Judge Strikes Down Idaho 'Ag-Gag' Law, Raising Questions For Other States

August 4, 2015 National Public Radio (NPR)

Laws in Montana, Utah, North Dakota, Missouri, Kansas, Iowa and North Carolina have also made it illegal for activists to smuggle cameras into industrial animal operations.

Idaho's so-called "ag-gag" law, which outlawed undercover investigations of farming operations, is no more.  A judge in the federal District Court for Idaho decided Monday that it was unconstitutional, citing First Amendment protections for free speech. But what about the handful of other states with similar laws on the books?

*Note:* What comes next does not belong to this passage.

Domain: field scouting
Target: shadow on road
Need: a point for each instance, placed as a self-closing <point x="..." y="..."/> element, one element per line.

Laws in Montana, Utah, North Dakota, Missouri, Kansas and Iowa have also made it illegal for activists to smuggle cameras into industrial animal operations. A new North Carolina law goes into effect in January 2016. But now those laws' days could be numbered, according to the lead attorney for the coalition of animal welfare groups that sued the state of Idaho.

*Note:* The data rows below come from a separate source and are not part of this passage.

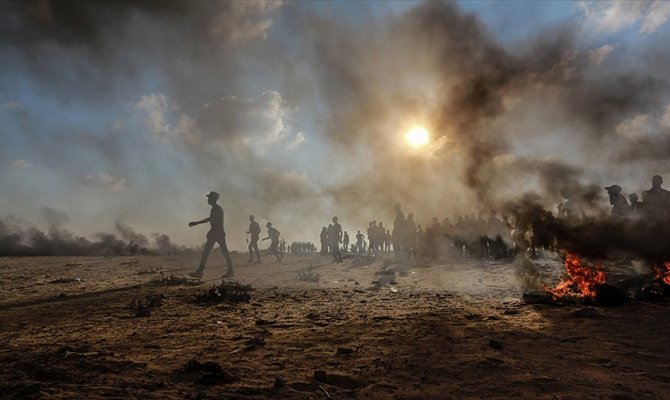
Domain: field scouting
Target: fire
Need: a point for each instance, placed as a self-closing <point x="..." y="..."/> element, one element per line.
<point x="581" y="281"/>
<point x="663" y="273"/>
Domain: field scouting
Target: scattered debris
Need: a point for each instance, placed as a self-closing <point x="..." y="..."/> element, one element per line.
<point x="279" y="382"/>
<point x="587" y="312"/>
<point x="172" y="280"/>
<point x="308" y="276"/>
<point x="343" y="381"/>
<point x="144" y="307"/>
<point x="341" y="351"/>
<point x="208" y="373"/>
<point x="230" y="291"/>
<point x="496" y="344"/>
<point x="151" y="271"/>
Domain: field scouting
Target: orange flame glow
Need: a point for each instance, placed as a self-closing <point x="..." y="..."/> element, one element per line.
<point x="581" y="280"/>
<point x="663" y="273"/>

"This is a total victory on our two central constitutional claims," says University of Denver law professor Justin Marceau, who represented the plaintiff, the Animal Legal Defense Fund, in the case. "Ag-gag laws violate the First Amendment and Equal Protection Clause. This means that these laws all over the country are in real danger."

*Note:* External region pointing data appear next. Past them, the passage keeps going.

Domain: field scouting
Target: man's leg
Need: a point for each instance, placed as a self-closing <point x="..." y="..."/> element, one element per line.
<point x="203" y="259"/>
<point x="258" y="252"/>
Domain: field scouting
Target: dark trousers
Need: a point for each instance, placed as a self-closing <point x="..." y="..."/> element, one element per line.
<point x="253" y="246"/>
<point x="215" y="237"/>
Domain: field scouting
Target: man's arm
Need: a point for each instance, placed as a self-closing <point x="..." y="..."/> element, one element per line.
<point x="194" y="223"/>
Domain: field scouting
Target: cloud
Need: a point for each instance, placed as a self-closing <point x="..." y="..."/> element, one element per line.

"Ag-gag" refers to a variety of laws meant to curb undercover investigations of agricultural operations, often large dairy, poultry and pork farms. The Idaho law criminalized video or audio recording of a farm without the owner's consent and lying to a farm owner to gain employment there to do an undercover investigation.

Other "ag-gag" laws require that animal abuse be reported within a specific time frame, a tactic animal activists say is meant to prevent them from gathering evidence of an abuse pattern rather than just a singular event.

Utah's "ag-gag" law is the subject of another federal lawsuit, filed by the ALDF and PETA. Other states' laws go back to the early 1990s when Kansas passed criminal penalties for anyone found to damage or harm an agricultural research facility. Iowa's statute is considered to be the first in a batch of more recent "ag-gag" laws. Signed into law in 2012, it was the first to criminalize secretly videotaping a farm without the owner's permission.